Un tempo i pesci sciabola (Lepidopus caudatus) o “spatola” come viene anche chiamato in alcune zone del sud venivano pescati occasionalmente solo dai fisherman cultori del bolentino di fondale, soprattutto nella fase di recupero, quando gli sciabola aggredivano le prede rimaste allamate. Più spesso però accadeva che questi pesci, forniti di una serie di denti piccoli ma molto affilati riuscissero a recidere nettamente i terminali in nylon, con grande disappunto dei pescatori. Insomma era davvero un guaio incappare in un branco di questi predatori degli abissi. Poi è arrivato il vertical jigging e le cose si sono messe male per gli sciabola … questa volta le parti si erano decisamente invertite.

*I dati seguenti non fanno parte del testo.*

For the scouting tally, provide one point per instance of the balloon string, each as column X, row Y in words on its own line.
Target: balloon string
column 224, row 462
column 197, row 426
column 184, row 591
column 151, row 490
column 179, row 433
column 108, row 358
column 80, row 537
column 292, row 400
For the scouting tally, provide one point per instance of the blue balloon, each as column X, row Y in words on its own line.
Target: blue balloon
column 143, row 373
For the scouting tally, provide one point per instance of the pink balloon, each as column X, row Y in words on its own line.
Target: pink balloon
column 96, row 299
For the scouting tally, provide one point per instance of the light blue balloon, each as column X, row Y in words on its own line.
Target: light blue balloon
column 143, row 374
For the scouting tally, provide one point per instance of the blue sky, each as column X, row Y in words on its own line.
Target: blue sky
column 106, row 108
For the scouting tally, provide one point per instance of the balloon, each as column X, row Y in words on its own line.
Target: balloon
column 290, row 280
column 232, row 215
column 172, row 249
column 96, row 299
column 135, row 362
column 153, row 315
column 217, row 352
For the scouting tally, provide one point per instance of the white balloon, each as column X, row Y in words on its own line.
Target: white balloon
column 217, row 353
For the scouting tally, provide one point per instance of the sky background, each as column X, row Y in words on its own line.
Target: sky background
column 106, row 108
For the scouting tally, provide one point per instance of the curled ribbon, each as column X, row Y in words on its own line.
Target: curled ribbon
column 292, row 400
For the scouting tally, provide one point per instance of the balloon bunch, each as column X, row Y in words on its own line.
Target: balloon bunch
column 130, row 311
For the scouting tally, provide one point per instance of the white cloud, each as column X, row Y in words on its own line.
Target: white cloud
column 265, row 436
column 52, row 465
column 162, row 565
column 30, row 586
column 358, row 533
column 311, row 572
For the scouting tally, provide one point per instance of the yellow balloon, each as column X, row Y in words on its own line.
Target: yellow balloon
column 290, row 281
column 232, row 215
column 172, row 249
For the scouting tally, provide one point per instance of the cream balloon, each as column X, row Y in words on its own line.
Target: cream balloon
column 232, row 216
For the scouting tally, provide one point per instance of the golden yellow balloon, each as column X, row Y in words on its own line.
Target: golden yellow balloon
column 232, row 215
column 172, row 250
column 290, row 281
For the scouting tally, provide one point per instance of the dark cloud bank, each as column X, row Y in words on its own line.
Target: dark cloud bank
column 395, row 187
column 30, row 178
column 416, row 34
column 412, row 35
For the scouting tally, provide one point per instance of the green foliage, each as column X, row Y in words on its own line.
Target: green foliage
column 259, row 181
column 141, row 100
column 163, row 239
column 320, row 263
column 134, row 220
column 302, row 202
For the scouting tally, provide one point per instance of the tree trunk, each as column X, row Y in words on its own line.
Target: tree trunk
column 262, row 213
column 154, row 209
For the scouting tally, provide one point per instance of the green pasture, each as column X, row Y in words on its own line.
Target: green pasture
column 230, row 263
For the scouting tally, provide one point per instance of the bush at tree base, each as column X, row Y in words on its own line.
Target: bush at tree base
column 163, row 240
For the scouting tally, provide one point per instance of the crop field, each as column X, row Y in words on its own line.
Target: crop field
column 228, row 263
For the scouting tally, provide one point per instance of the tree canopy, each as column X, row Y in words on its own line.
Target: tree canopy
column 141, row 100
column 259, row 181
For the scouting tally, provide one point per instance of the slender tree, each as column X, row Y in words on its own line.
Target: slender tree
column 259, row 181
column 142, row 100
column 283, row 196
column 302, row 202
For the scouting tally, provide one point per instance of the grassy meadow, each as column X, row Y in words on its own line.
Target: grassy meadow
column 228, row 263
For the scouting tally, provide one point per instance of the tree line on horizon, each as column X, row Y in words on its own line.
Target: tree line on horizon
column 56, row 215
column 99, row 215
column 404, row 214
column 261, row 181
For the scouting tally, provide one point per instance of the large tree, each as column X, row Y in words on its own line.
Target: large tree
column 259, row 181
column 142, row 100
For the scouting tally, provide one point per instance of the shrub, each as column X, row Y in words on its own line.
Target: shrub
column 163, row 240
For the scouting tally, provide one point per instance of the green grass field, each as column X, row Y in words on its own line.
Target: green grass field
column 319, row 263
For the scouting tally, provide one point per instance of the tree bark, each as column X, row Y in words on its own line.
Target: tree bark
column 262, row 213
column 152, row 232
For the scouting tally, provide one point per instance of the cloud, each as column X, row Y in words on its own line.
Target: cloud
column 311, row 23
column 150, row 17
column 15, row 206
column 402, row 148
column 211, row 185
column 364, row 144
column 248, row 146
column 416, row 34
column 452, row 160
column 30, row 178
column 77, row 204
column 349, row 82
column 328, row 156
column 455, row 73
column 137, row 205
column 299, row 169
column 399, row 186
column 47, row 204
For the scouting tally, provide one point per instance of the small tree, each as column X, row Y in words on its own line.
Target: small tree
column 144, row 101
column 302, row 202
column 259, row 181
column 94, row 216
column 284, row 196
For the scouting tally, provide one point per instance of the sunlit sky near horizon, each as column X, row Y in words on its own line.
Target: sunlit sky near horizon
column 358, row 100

Infatti nonostante qualche taglio, operato per lo più sul terminale, gli sciabola poco potevano contro i grossi assist line utilizzati per collegare gli ami ai jigs metallici, in molti casi persino rinforzati con l’aggiunta di tubetti in plastica. Del resto sin dai primissimi tempi gli sciabola avevano dimostrato di essere irresistibilmente attratti dai movimenti fluttuanti ed ondeggianti di quei cosi metallici luccicanti che riuscivano a sfondare facilmente le profondità ed il buio degli abissi.
Peccato che il pesce sciabola non sia apprezzato gastronomicamente in egual misura al nord come al sud, dove lo troviamo assai comunemente nei mercati ittici rionali più antichi come la “Vucciria” a Palermo. Eppure è un pesce dalle carni ottime.
Pensate che in Giappone è considerato una delle prede tipiche del vertical jigging classico, alla stessa stregua di yellowtail, dogtoooth tuna, snapper e cernie, tanto da dedicargli delle canne specifiche oltre a jigging e montature adeguate.